Demand for US-born imams up as mosques struggle to retain new generation of American Muslims

Mustafa UmarANAHEIM, Calif. — Mustafa Umar, an imam in Southern California, is popular with the Muslim teenagers who attend his mosque. They pepper him with questions about sensitive topics like marijuana use, dating and pornography.

Umar, 31, is a serious Islamic scholar who has studied the Quran in the Middle East, Europe and India — but he’s also a native Californian, who is well-versed in social media and pop culture, and can connect with teens on their own terms.

That pedigree is rare — 85 percent of fulltime, paid imams in the U.S. are foreign-born — but the demand for people like him is growing as American Muslim leaders look for ways to keep the religion relevant for young people in a secular country that cherishes freedom of expression.

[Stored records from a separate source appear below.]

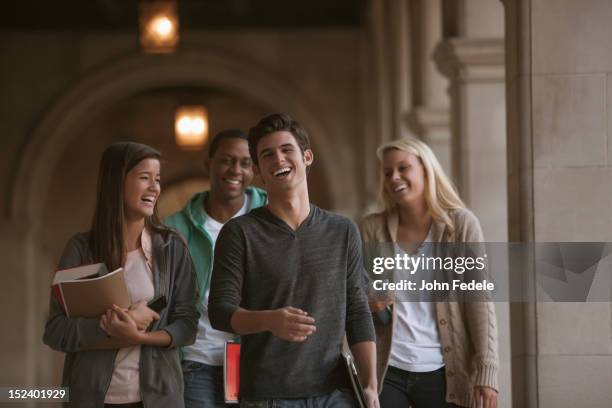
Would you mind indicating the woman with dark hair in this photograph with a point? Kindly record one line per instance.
(430, 354)
(126, 232)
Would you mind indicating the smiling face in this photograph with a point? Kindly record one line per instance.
(231, 170)
(282, 165)
(404, 177)
(141, 189)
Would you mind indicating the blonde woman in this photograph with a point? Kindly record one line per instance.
(430, 354)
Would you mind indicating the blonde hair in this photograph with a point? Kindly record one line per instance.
(440, 194)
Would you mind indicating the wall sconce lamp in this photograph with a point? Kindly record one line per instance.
(159, 26)
(191, 127)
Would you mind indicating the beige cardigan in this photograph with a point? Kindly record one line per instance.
(468, 331)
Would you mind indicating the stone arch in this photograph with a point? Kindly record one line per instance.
(136, 73)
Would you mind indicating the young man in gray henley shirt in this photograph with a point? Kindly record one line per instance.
(287, 277)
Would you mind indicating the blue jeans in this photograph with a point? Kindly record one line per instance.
(416, 390)
(337, 399)
(203, 385)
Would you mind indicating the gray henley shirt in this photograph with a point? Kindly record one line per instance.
(261, 263)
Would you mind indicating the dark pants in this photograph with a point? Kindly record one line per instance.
(337, 399)
(203, 385)
(403, 389)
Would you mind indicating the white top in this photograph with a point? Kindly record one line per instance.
(416, 342)
(125, 384)
(209, 346)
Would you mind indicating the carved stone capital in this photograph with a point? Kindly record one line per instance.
(471, 59)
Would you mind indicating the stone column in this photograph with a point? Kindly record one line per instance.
(471, 56)
(387, 81)
(429, 118)
(475, 68)
(559, 76)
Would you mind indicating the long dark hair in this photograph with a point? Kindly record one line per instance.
(106, 234)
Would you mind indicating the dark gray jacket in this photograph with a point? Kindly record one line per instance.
(88, 373)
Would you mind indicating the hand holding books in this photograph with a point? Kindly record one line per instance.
(291, 324)
(118, 323)
(142, 314)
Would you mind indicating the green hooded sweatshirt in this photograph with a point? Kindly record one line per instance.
(190, 221)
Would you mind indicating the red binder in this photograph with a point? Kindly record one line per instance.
(231, 372)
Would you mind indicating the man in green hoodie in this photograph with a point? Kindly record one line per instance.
(231, 172)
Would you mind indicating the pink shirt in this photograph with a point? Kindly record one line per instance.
(125, 383)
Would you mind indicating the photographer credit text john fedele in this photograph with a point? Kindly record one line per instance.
(404, 263)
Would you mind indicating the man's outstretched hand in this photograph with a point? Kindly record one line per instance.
(291, 324)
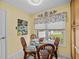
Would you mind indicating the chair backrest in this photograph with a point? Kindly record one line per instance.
(45, 51)
(23, 42)
(56, 42)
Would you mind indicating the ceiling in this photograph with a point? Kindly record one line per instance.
(25, 6)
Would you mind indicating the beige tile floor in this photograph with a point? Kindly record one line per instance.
(53, 58)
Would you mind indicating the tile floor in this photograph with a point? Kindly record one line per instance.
(53, 58)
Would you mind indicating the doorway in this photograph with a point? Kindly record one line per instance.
(2, 34)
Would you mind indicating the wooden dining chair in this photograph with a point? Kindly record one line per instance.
(27, 53)
(56, 43)
(45, 51)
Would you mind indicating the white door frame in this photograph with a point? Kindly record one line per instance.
(4, 37)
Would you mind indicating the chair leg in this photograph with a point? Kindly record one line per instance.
(35, 56)
(25, 55)
(56, 55)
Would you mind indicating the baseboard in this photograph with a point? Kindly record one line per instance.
(65, 56)
(17, 55)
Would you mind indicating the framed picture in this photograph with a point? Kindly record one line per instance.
(22, 27)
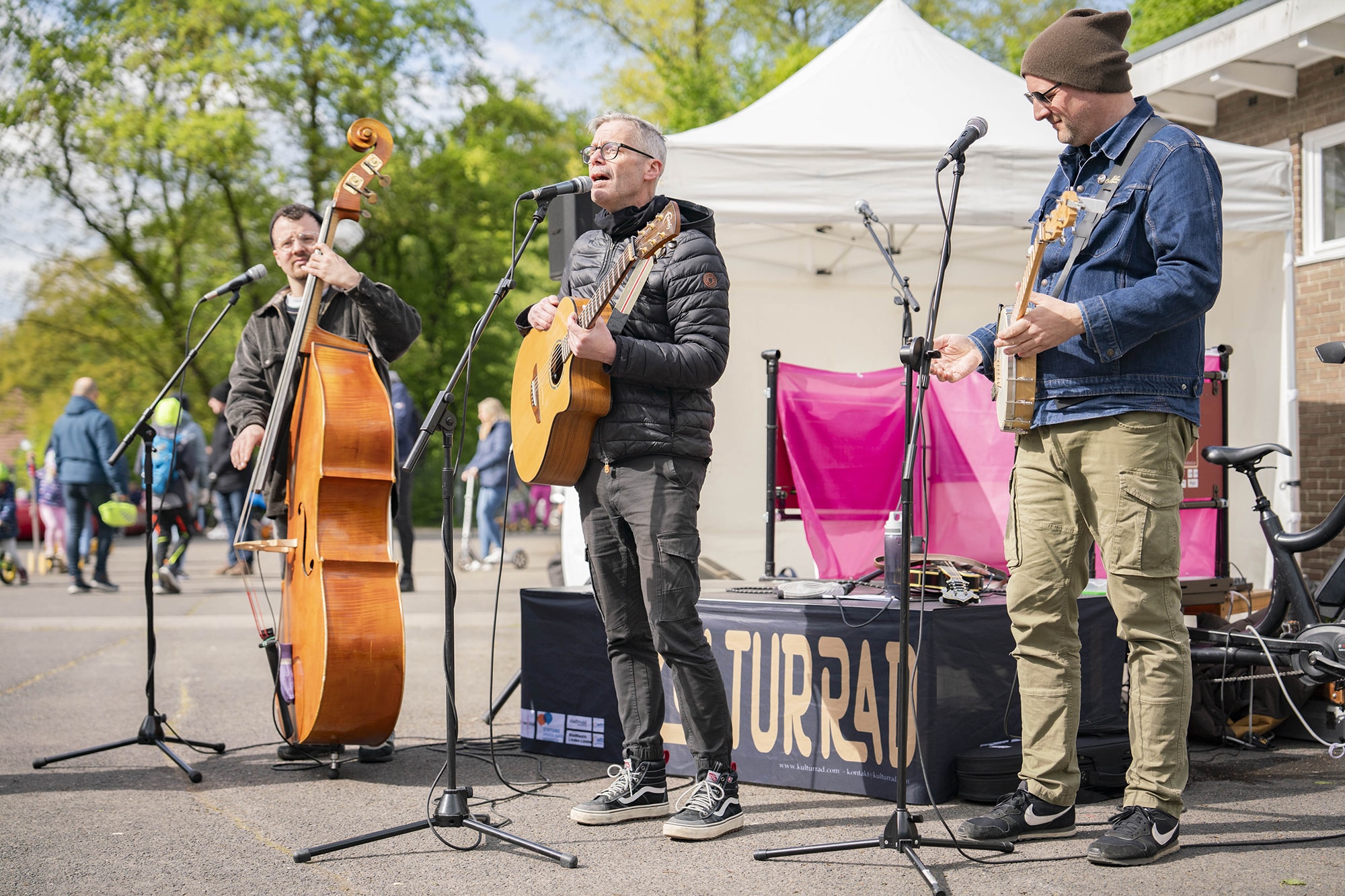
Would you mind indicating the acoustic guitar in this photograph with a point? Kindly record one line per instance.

“The demand for American-born imams is an articulation of something much deeper,” said Timur Yuskaev, director of the Islamic chaplaincy program at Hartford Seminary in Connecticut, which educates Islamic faith leaders.

“It’s a realization that assimilation is happening and it’s going to happen. Now, how do we control it, how do we channel it?” he said. “These congregations, if they do not provide the services that the congregants expect, then they will not survive.”

Abdel Rahman Murphy, a 25-year-old assistant imam in Knoxville, Tenn., is striking that balance with his newly founded Muslim youth group called Roots. Kids play sports, battle it out in video-game playing contests or strut in a girls’ Muslim fashion show with the tongue-in-cheek title “Cover Girl.”

Murphy, the son of an Egyptian immigrant mother and an Irish-American convert, was kicked out of a private Islamic middle school and strayed from the faith in high school — an experience he always keeps in mind.

“We can’t change what’s inside the package, but we can repackage it,” said Murphy, who tweets about college basketball and his faith.